Combattre le racisme à la Ville de Montréal
Lisée vante certes « la capacité de notre société à intégrer, y compris dans des postes de grande responsabilité, des personnes qui ont des qualités et un parcours méritoire et qui sont issues d’une minorité religieuse », mais du même souffle, il s’empresse de soulever des questions qu’il juge légitimes au sujet de ces mêmes nominations.
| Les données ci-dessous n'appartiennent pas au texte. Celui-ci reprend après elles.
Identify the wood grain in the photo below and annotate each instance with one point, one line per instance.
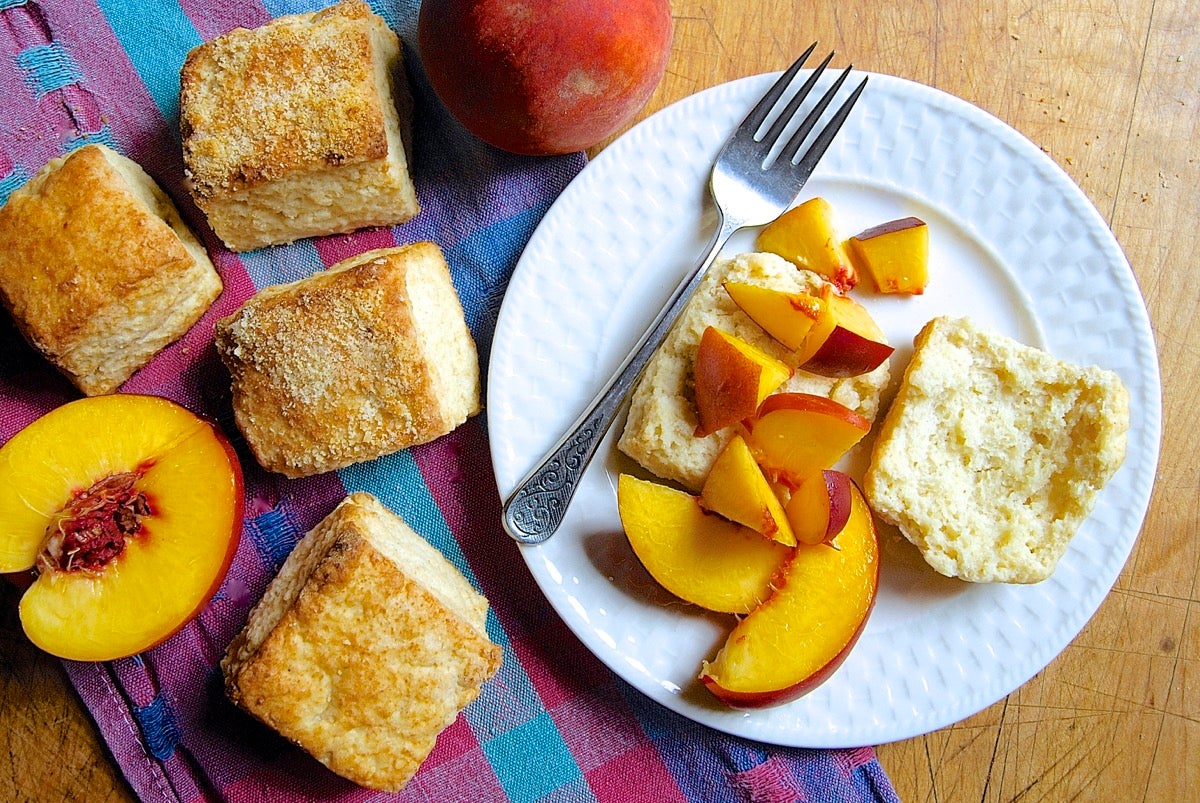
(1110, 90)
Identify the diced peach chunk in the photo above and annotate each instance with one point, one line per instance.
(731, 379)
(737, 489)
(805, 235)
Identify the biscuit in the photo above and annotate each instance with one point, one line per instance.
(365, 646)
(360, 360)
(299, 127)
(97, 269)
(993, 453)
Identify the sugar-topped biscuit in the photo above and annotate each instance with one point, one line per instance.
(299, 127)
(97, 268)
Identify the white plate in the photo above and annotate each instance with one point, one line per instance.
(1014, 244)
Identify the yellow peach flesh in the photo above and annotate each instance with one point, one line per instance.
(895, 255)
(787, 317)
(168, 569)
(799, 635)
(731, 378)
(737, 489)
(696, 556)
(797, 435)
(805, 237)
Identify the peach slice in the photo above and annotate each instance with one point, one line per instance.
(796, 435)
(130, 508)
(737, 489)
(820, 507)
(731, 378)
(696, 556)
(805, 237)
(845, 341)
(804, 631)
(895, 255)
(787, 317)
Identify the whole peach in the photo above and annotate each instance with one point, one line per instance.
(544, 77)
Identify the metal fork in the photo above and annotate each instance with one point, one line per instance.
(753, 181)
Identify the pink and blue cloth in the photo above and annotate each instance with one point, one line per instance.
(553, 724)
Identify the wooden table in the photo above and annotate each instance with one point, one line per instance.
(1111, 93)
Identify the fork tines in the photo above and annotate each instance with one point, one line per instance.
(761, 112)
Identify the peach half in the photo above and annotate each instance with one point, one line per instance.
(697, 556)
(805, 235)
(731, 379)
(796, 435)
(895, 255)
(803, 633)
(737, 489)
(130, 509)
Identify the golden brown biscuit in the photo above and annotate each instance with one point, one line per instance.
(97, 268)
(357, 361)
(994, 453)
(299, 127)
(364, 647)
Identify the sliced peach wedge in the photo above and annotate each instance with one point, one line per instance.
(805, 235)
(804, 631)
(845, 340)
(697, 556)
(820, 507)
(130, 509)
(737, 489)
(796, 435)
(731, 379)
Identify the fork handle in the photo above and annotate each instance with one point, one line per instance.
(535, 508)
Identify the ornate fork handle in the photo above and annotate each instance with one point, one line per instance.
(535, 508)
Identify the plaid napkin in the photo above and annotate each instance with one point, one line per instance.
(555, 724)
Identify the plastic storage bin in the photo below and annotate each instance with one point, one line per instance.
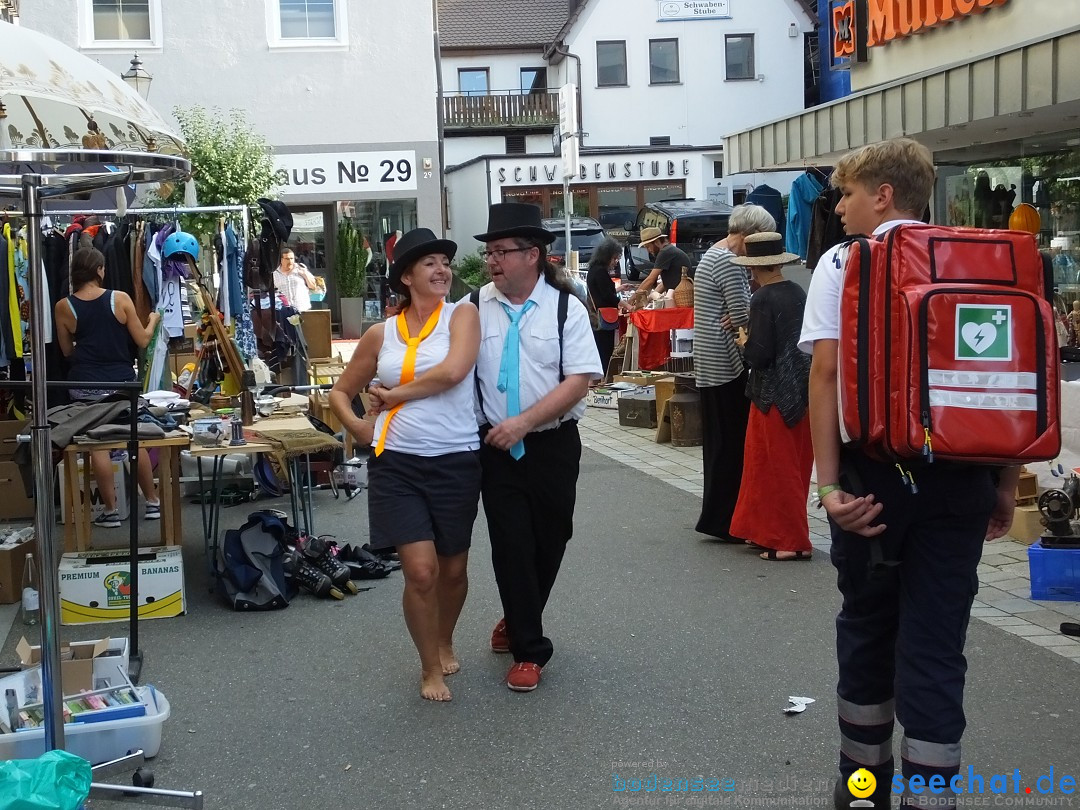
(97, 742)
(1055, 572)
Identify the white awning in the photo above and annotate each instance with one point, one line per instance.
(1028, 90)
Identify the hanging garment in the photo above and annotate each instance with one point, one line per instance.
(769, 199)
(825, 226)
(805, 190)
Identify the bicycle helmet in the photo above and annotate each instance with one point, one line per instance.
(180, 242)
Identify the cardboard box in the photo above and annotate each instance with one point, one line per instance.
(96, 505)
(14, 504)
(9, 430)
(95, 585)
(637, 409)
(12, 562)
(77, 662)
(318, 332)
(1027, 524)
S’agissant de la nomination de Bochra Manaï comme commissaire chargée d’endiguer le racisme à Montréal, Lisée lui reproche en termes à peine voilés d’avoir critiqué la loi 21 adoptée sous le bâillon par le gouvernement de la Coalition Avenir Québec le 4 juin 2019. C’est pourtant dans le contexte général d’une islamophobie qu’il faut se placer pour bien comprendre ce qui a pu au moins en partie motiver l’adhésion de nombreux Québécois au projet de loi 60 du Parti Québécois. De la même manière, Lisée devrait être davantage sensible au fait que la loi 21 n’aurait jamais recueilli un appui populaire majoritaire sans l’islamophobie entretenue par bon nombre de nos concitoyens.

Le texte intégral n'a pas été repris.